Conmen, unperturbed by the pain the parents were experiencing because their child was missing, piled on the agony. A caller using telephone number 0716466946 asked them to send airtime so that he could tell them where their daughter was.

“We reported this unknown caller to police officers at Embakasi, but the officers did not care to investigate him. They just told us to ignore him because he might be a conman from prison who wanted to play with our minds. It would have been better if the CID probed this caller to explain why he was doing that,” opines Rebecca.

Then on Friday, June 12, a female neighbour told Rebeca that there was news of a child that had been found in a septic tank at the flats under construction near the Kenya Builders Company.

Rebeca inquired further and learned that the information came from a construction worker at the site. Unbelievably, he said that they (fundis) were told by the house owner not to tell anyone about the gruesome discovery and to cover the hole so that no one saw it.

“I quickly found the place and asked to fundi to show me where the body was. He was adamant at first but when I demanded angrily, he uncovered the hole. At first, I could not see the body until I took my walking stick and tried to search the sewer. That is when I saw the dress she was wearing before she got lost. That’s how I knew she was my daughter,” recalls Rebeca.

She immediately started to wail and her screams attracted a curious crowd. She called the police, who came and retrieved the body using sticks and sacks from the sewer and took it to mortuary. Jemimah’s body was so decomposed, making it hard for the doctors to give an accurate post-mortem report.

So on her report, they wrote ‘UNCERTAIN’. Even as they buried their daughter at Lang’ata Cemetery in Nairobi on Thursday, June 18, justice had not been served. Jemimah was described as jovial, playful social and bight girl in school.

The three months of sleepless nights and endless visits to police stations and children’ homes have come to an end, albeit a sad terrifying one. Some reports say that the building had no doors but after the incident, doors were quickly put on the building to bar anyone from going in. “At least the stress and sleepless nights are no more since I found my child. I am now a bit relaxed,” says Rebeca, who thanks the fundi who informed her neighbour.

Mugo says he gets disturbed whenever he sees his daughter’s picture on the wall and when he looks at her elder brother.

Jemimah’s elder sister Joanne Njoki, 12, is also in pain after losing her sister. “I feel bad I have lost my sister, I will miss her a lot. If she were alive, we would be helping each other with house chores,” says Joanne, who was living with her grandmother in Nakuru, when she heard the news of her sister’s brutal death.

The late Jemimah’s elder brother Alex Muturi, Rebeca says, has moved on with life and he is now doing well.
Incidents of children and adults being found dead in sewers and unfinished waterlogged foundations are not new in Pipeline estate.
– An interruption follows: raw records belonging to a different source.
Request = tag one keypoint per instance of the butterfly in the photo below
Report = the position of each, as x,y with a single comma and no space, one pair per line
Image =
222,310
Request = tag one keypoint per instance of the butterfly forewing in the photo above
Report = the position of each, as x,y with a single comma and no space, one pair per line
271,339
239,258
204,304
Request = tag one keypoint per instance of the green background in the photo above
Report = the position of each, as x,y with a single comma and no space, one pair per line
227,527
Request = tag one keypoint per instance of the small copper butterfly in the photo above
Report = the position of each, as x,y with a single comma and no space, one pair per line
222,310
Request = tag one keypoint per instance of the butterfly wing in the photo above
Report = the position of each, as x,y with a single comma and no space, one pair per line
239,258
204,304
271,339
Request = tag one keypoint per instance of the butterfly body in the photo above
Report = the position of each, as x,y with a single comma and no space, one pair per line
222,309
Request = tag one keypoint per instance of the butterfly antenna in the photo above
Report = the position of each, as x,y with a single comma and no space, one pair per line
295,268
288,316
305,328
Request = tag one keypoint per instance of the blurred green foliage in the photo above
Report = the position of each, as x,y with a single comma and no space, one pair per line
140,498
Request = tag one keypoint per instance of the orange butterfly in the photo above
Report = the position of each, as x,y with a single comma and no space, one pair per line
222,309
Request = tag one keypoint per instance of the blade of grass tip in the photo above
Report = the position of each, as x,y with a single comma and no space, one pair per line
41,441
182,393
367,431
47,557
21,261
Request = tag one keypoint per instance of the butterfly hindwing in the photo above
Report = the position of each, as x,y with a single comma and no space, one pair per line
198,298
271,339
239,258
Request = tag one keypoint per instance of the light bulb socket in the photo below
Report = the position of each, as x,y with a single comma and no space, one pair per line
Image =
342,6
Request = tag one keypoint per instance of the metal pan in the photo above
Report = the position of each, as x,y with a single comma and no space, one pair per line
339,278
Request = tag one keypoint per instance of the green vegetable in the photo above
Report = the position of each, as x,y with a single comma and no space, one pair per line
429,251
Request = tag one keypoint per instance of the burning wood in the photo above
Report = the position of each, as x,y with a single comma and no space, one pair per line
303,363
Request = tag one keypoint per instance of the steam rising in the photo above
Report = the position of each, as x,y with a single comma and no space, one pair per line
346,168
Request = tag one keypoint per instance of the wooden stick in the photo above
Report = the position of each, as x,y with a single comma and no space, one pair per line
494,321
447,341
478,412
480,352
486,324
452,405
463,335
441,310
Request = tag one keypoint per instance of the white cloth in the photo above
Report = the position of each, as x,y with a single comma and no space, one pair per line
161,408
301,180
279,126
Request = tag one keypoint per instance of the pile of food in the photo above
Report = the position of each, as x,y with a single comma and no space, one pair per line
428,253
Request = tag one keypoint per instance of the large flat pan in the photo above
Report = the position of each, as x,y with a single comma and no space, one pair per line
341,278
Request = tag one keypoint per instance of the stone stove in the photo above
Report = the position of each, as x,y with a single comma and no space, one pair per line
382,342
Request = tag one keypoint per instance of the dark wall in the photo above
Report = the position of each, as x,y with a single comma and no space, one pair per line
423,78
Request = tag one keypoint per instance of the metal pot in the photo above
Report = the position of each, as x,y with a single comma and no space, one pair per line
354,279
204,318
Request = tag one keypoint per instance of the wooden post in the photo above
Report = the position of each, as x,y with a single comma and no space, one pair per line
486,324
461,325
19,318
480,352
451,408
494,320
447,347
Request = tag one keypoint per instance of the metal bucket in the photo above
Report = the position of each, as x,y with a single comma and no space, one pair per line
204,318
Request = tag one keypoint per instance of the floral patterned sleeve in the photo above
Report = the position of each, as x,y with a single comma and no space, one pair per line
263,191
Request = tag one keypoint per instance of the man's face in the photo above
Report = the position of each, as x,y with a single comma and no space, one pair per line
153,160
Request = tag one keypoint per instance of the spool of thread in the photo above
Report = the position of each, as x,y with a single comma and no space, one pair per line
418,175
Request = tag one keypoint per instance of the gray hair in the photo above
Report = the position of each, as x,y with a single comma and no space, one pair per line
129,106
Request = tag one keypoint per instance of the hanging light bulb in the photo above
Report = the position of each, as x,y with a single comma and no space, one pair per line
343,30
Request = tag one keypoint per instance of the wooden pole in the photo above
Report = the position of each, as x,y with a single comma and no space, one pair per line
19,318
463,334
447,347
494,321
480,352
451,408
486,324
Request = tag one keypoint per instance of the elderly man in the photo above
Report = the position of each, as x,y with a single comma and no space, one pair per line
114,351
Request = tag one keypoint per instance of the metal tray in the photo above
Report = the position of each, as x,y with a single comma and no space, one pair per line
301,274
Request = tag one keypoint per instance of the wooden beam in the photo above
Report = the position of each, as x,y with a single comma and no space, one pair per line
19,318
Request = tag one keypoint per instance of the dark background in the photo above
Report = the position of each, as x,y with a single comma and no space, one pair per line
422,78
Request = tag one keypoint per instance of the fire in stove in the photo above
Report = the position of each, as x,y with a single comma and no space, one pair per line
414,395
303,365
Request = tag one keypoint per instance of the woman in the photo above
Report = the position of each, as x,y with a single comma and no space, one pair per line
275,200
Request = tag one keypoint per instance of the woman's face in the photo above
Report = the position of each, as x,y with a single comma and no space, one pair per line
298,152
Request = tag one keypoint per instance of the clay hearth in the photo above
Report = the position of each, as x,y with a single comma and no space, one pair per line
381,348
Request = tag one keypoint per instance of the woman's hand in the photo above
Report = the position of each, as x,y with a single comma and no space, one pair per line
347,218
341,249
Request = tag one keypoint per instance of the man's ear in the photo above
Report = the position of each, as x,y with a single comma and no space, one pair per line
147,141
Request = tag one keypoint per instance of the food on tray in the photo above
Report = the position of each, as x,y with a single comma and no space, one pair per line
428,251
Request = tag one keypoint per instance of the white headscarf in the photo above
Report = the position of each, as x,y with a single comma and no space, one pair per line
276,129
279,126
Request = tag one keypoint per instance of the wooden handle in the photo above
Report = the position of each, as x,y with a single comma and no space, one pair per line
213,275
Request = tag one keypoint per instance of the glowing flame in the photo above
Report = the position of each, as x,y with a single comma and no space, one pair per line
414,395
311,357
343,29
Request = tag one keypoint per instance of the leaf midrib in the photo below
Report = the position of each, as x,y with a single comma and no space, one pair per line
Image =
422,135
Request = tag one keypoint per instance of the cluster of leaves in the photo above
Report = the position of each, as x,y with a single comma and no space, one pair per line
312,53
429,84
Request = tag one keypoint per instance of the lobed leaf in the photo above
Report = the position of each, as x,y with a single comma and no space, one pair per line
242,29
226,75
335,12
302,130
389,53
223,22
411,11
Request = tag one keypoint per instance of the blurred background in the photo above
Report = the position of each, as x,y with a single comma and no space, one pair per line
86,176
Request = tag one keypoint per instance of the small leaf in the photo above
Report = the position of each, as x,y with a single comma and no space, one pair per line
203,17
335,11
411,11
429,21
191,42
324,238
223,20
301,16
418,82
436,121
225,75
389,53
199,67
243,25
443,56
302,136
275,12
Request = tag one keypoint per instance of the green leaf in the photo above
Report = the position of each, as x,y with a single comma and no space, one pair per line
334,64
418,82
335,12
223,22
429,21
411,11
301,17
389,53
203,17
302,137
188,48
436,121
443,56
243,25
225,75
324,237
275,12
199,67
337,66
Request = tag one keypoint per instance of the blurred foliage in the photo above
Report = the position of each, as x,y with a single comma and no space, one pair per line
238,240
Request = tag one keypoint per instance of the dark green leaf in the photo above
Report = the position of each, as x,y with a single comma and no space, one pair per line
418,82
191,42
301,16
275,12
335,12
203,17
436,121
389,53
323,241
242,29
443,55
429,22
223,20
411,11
According to a resident who requested anonymity, the plot owners might be sacrificing human beings in satanic rituals.

“Some plots stay for very long without tenants and such incidents are proof enough that something fishy is going on. Why is it that the bodies that have been found are only recovered in houses under construction?” asked the angry resident.

But another resident Bernard Asuma, blames unfinished sites.

“Pipeline is a congested estate with many children who may be tempted to play in these open, unfinished houses and then fall into such holes by accident,” says Bernard.

However, the questions that remain unanswered in this case are these: Why did the plot owner tell the fundis not to let anyone know about the incident? Was Jemimah murdered and dumped? Who is the stranger that that took away Jemimah while she was playing with her brother?